Teen depression causes a virtually unshakable sadness, apathy or anger. It affects how teens think, feel and act. It can even lead to destructive behavior, from violence to substance abuse to suicide. Most importantly, depression isn’t something that teens can just cure themselves. They can’t just snap out of it.
In fact, by 2020, the World Health Organization estimates that depression will be the number two cause of “lost years of healthy life” worldwide.

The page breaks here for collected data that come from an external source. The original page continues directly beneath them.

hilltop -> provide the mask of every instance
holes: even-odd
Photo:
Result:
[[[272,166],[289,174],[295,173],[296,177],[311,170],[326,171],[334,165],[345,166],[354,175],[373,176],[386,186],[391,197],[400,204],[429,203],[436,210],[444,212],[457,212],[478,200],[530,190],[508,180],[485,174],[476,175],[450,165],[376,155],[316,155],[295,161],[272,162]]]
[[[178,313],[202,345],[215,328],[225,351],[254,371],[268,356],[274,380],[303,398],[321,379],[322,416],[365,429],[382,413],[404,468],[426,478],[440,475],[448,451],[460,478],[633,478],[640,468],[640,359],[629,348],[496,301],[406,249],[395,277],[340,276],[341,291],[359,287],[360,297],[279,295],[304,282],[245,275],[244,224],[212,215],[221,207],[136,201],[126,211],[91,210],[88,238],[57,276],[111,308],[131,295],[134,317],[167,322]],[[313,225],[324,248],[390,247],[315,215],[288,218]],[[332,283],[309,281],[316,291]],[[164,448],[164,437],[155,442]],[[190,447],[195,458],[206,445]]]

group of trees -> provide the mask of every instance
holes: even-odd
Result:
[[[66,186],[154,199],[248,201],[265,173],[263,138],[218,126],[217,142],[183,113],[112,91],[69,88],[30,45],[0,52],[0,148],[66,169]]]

Signs of teen depression involve noticeable emotional and behavioral changes, including the following:
Feelings of sadness, emptiness and hopelessness that can be accompanied by spontaneous crying
Anger and irritability
Low self-esteem, including feelings of worthlessness or excessive, unwarranted guilt
Increased sensitivity and a tendency to dwell on failure
Restlessness, including pacing, twitching and other nervous, repetitive movements
Lack of concentration and forgetfulness
Loss of interest in activities that the teen used to enjoy and withdrawal from family and friends
Changes in eating habits, including a loss of appetite or overeating
Changes in sleeping habits, like staying awake at night and sleeping all day
Loss of energy and lethargy
Frequent complaints of physical pain, like headaches or stomach aches
Poor school performance
Alcohol or drug use
Frequent thoughts, discussions or writings about death and suicide
As I said earlier, many of these signs of teen depression are normal teenage behavior, or growing pains. Think about how severe these signs are, how long they’ve lasted, and how different they are from how your teen’s usual self. Also, depression can be hereditary, so do a little research to see if there is a history of depression in your family
If you think your teen may be dealing with depression, especially if you think he or she may be in danger, talk to your doctor. Teen depression can be diagnosed through interviews and psychological test with the teen, as well as family, friends and teachers. It can then be treated in a number of ways depending on the severity of the depression and the signs being exhibited.
Remember, depression is a potentially dangerous but treatable condition. This is the year of the family. No family member, especially a child, needs to go through life feeling worthless or alone. Talk to each other. Support each other. And if professional help is required, encourage your loved one to take that potentially life-changing step.
If you’re not sure if your teen is just “being a teenager” or dealing with depression, talk to your doctor, who can refer you to a qualified mental health professional for diagnosis and treatment.